Once the segments are mapped to memory regions, we can emit an output image file with the memory regions at offsets of our choosing.

MEMORY {
    ZP:     start = $0000, size = $0100, type = rw;
    RAM:    start = $0300, size = $0400, type = rw;
    HEADER: start = $0000, size = $0010, type = rw,
            file = %O, fill = yes;
    PRG0:   start = $8000, size = $4000, type = ro,
            file = %O, fill = yes;
    CHR0a:  start = $0000, size = $1000, type = ro,
            file = %O, fill = yes;
    CHR0b:  start = $1000, size = $1000, type = ro,
            file = %O, fill = yes;
}

Note that ZP and RAM don’t get written to the output file. The segments only contain zeroes, and are just used so that we can have symbols that point to locations in RAM. The iNES format starts with the 16-byte header, followed by a series of 16 KiB PRG (CPU memory) blocks, and then a series of 8 KiB CHR (PPU memory) blocks. We only have one PRG block, named PRG0. The part of the cartridge mapped to PPU ROM contains two 4 KiB pattern tables, so we split this into two regions named CHR0a and CHR0b. Right now there is only one bank of PRG and one bank of CHR, but with bank switching this could grow in the future.
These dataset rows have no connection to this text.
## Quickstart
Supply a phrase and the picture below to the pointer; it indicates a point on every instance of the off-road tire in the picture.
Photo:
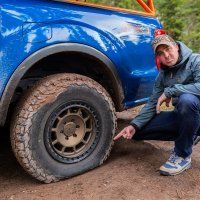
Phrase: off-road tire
(29, 129)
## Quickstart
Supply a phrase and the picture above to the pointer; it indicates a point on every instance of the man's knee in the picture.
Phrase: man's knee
(188, 103)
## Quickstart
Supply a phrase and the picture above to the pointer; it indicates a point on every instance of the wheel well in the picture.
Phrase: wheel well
(71, 62)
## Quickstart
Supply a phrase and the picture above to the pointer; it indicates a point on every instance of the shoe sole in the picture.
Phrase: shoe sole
(176, 173)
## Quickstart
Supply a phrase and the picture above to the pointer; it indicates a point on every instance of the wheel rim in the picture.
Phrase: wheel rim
(72, 132)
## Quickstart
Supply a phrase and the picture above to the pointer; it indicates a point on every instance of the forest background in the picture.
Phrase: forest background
(180, 18)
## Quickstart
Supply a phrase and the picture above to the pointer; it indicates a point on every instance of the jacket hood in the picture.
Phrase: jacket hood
(184, 54)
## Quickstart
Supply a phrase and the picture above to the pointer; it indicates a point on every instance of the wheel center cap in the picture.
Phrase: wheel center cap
(69, 129)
All this work, and the only thing we have to show for it is a NES ROM file that doesn’t even do anything. So we pick up a tutorial on NES Programming Basics, and write a program that beeps.

To do this, we write handlers for the three interrupts, and put them in the interrupt vector that appears at address $BFFA. The interrupt vector just contains three addresses, one for each interrupt:

And here’s the assembly:

.segment "VECTOR"
.addr nmi
.addr reset
.addr irq

For now, we don’t need an NMI or IRQ handler, so these can be empty.

.code

.proc nmi
        rti
.endproc

.proc irq
        rti
.endproc

All of the interesting stuff goes into the RESET handler, but before we write that, define a few symbols so we aren’t pasting constants into our code everywhere.

;;; PPU registers.
PPUCTRL         = $2000
PPUMASK         = $2001
PPUSTATUS       = $2002
OAMADDR         = $2003
OAMDATA         = $2004
PPUSCROLL       = $2005
PPUADDR         = $2006
PPUDATA         = $2007

;;; Other IO registers.
OAMDMA          = $4014
APUSTATUS       = $4015
JOYPAD1         = $4016
JOYPAD2         = $4017

With that out of the way, we can initialize the NES hardware. The 6502 in the NES and its RAM start up with unknown contents, so we have to reset all of the processor’s state, zero the RAM, and wait for the PPU to warm up. According to the PPU Warmup Is Real forum post, we should wait for three vertical blanking interrupts before trying to draw anything on the screen.

.code
.proc reset
        sei                     ; Disable interrupts
        cld                     ; Clear decimal mode
        ldx #$ff
        txs                     ; Initialize SP = $FF
        inx
        stx PPUCTRL             ; PPUCTRL = 0
        stx PPUMASK             ; PPUMASK = 0
        stx APUSTATUS           ; PPUSTATUS = 0

        ;; PPU warmup, wait two frames, plus a third later.
        ;; http://forums.nesdev.com/viewtopic.php?f=2&t=3958
:       bit PPUSTATUS
        bpl :-
:       bit PPUSTATUS
        bpl :-

        ;; Zero ram.
        txa
:       sta $000, x
        sta $100, x
        sta $200, x
        sta $300, x
        sta $400, x
        sta $500, x
        sta $600, x
        sta $700, x
        inx
        bne :-

        ;; Final wait for PPU warmup.
:       bit PPUSTATUS
        bpl :-

After the hardware is initialized, all we do is copy and paste in some code which plays an audio tone, forever.

        lda #$01                ; enable pulse 1
        sta $4015
        lda #$08                ; period
        sta $4002
        lda #$02
        sta $4003
        lda #$bf                ; volume
        sta $4000
forever:
        jmp forever
.endproc

Results

Only 73 lines of assembly code and we’re able to annoy people with a continuous beep noise.